Is this your homework?
The simplest solution is to do a DFS (http://en.wikipedia.org/wiki/Depth-first_search) or a BFS (http://en.wikipedia.org/wiki/Breadth-first_search) on the original graph starting from the source nodes. This will get you all the original lit nodes.
Now remove the edge in question. Do again the DFS. You can the nodes which still remain lit.
Output the nodes that appear in the first set but not the second.
This is an asymptotically optimal algorithm, since you do two DFSs (or BFSs) which take O(n + m) times and space (where n = number of nodes, m = number of edges), which dominate the complexity. You need at least o(n + m) time and space to read the input, therefore the algorithm is optimal.
Now if you want to remove several edges, that would be interesting. In this case, we would be talking about dynamic data structures. Is this what you intended?
EDIT: Taking into account the comments:
not connected is not a problem, since nodes in unreachable connected components will not be reached during the search
there is a smart way to do the DFS or BFS from all nodes at once (I will describe BFS). You just have to put them all at the beginning on the stack/queue.

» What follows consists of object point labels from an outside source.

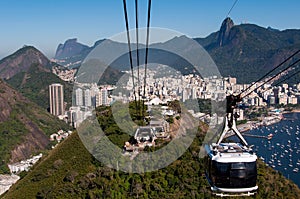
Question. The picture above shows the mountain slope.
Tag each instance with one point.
(69, 171)
(247, 51)
(30, 72)
(244, 51)
(24, 127)
(21, 61)
(34, 84)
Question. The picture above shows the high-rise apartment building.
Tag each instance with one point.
(56, 97)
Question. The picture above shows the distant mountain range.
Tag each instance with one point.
(24, 127)
(244, 51)
(30, 72)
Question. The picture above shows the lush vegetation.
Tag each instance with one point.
(69, 171)
(23, 118)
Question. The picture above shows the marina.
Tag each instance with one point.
(282, 152)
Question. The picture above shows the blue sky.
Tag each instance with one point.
(46, 23)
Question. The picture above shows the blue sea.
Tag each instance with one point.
(282, 152)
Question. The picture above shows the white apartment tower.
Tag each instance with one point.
(56, 98)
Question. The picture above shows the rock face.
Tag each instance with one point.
(21, 61)
(225, 31)
(70, 48)
(25, 127)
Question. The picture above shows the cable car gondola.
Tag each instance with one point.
(231, 167)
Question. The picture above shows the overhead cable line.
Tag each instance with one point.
(137, 46)
(147, 50)
(129, 49)
(283, 62)
(231, 8)
(287, 78)
(287, 68)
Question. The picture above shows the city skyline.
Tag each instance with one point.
(45, 24)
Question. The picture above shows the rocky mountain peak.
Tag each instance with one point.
(226, 26)
(70, 48)
(21, 61)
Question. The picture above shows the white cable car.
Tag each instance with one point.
(231, 167)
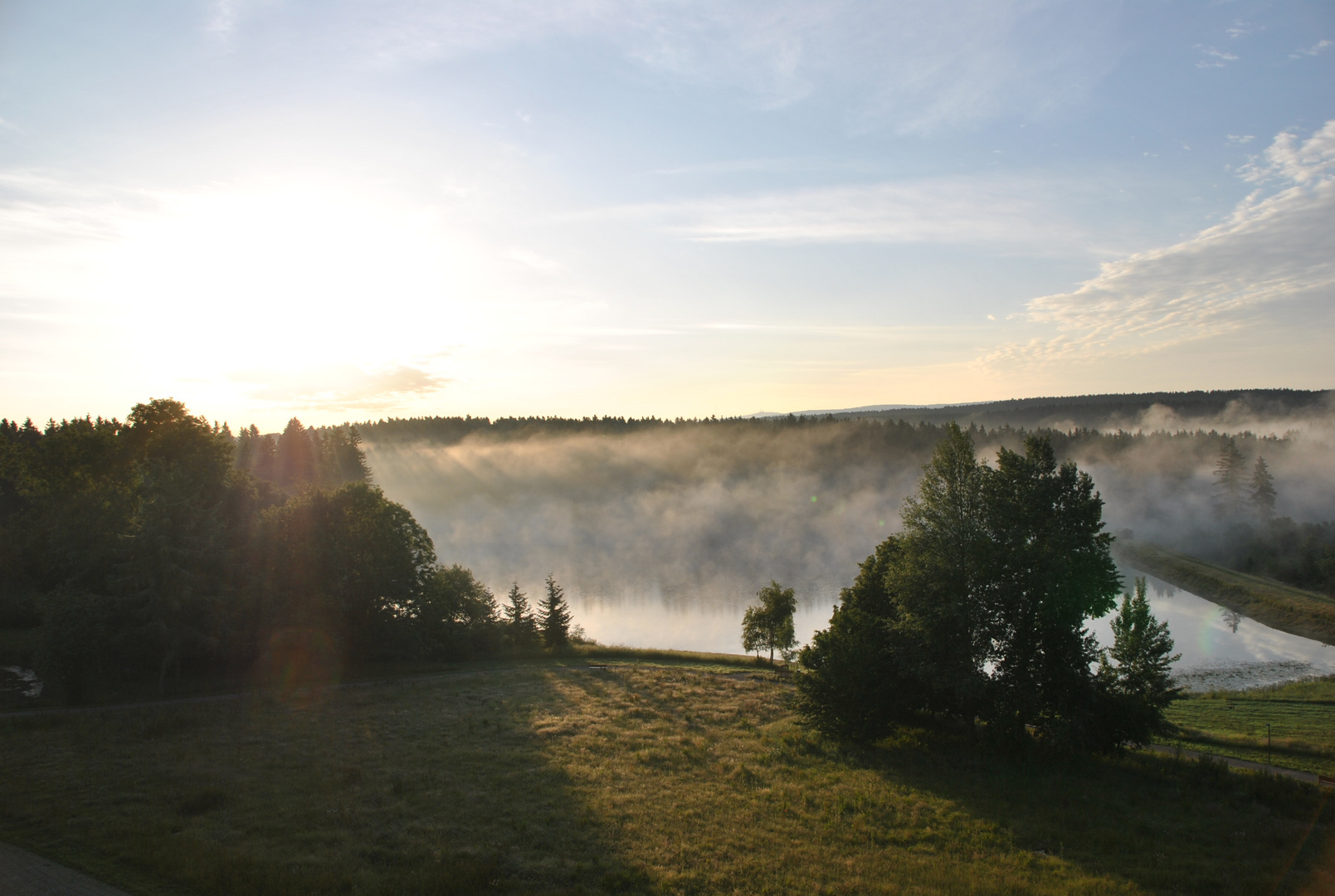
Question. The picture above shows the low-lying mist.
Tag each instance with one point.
(693, 519)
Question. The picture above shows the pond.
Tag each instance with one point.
(1219, 648)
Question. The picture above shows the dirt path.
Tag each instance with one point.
(23, 874)
(1235, 762)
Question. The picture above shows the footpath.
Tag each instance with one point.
(23, 874)
(1240, 762)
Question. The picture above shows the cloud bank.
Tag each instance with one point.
(1278, 245)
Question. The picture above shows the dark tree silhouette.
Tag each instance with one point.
(554, 616)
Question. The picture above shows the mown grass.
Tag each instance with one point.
(1280, 606)
(625, 779)
(1232, 723)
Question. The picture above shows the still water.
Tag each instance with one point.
(1219, 648)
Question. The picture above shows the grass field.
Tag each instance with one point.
(629, 777)
(1280, 606)
(1300, 714)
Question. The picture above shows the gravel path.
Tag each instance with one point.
(23, 874)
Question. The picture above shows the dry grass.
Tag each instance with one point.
(625, 779)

Pseudo code for a BFS which searches for all nodes reachable from any of the starting nodes:
Queue q = [all starting nodes]
while (q not empty)
{
x = q.pop()
forall (y neighbour of x) {
if (y was not visited) {
visited[y] = true
q.push(y)
}
}
}
Replace Queue with a Stack and you get a sort of DFS.
How big and how connected are the graphs? You could store all paths from the source nodes to all other nodes and look for nodes where all paths to that node contain one of the remove edges.
EDIT: Extend this description a bit
Do a DFS from each source node. Keep track of all paths generated to each node (as edges, not vertices, so then we only need to know the edges involved, not their order, and so we can use a bitmap). Keep a count for each node of the number of paths from source to node.
Now iterate over the paths. Remove any path that contains the removed edge(s) and decrement the counter for that node. If a node counter is decremented to zero, it was lit and now isn't.
I would keep the information of connected source nodes on the edges while building the graph.(such as if edge has connectivity to the sources S1 and S2, its source list contains S1 and S2 ) And create the Nodes with the information of input edges and output edges. When an edge is removed, update the output edges of the target node of that edge by considering the input edges of the node. And traverse thru all the target nodes of the updated edges by using DFS or BFS. (In case of a cycle graph, consider marking). While updating the graph, it is also possible to find nodes without any edge that has source connection (lit->unlit nodes). However, it might not be a good solution, if you'd like to remove multiple edges at the same time since that may cause to traverse over same edges again and again.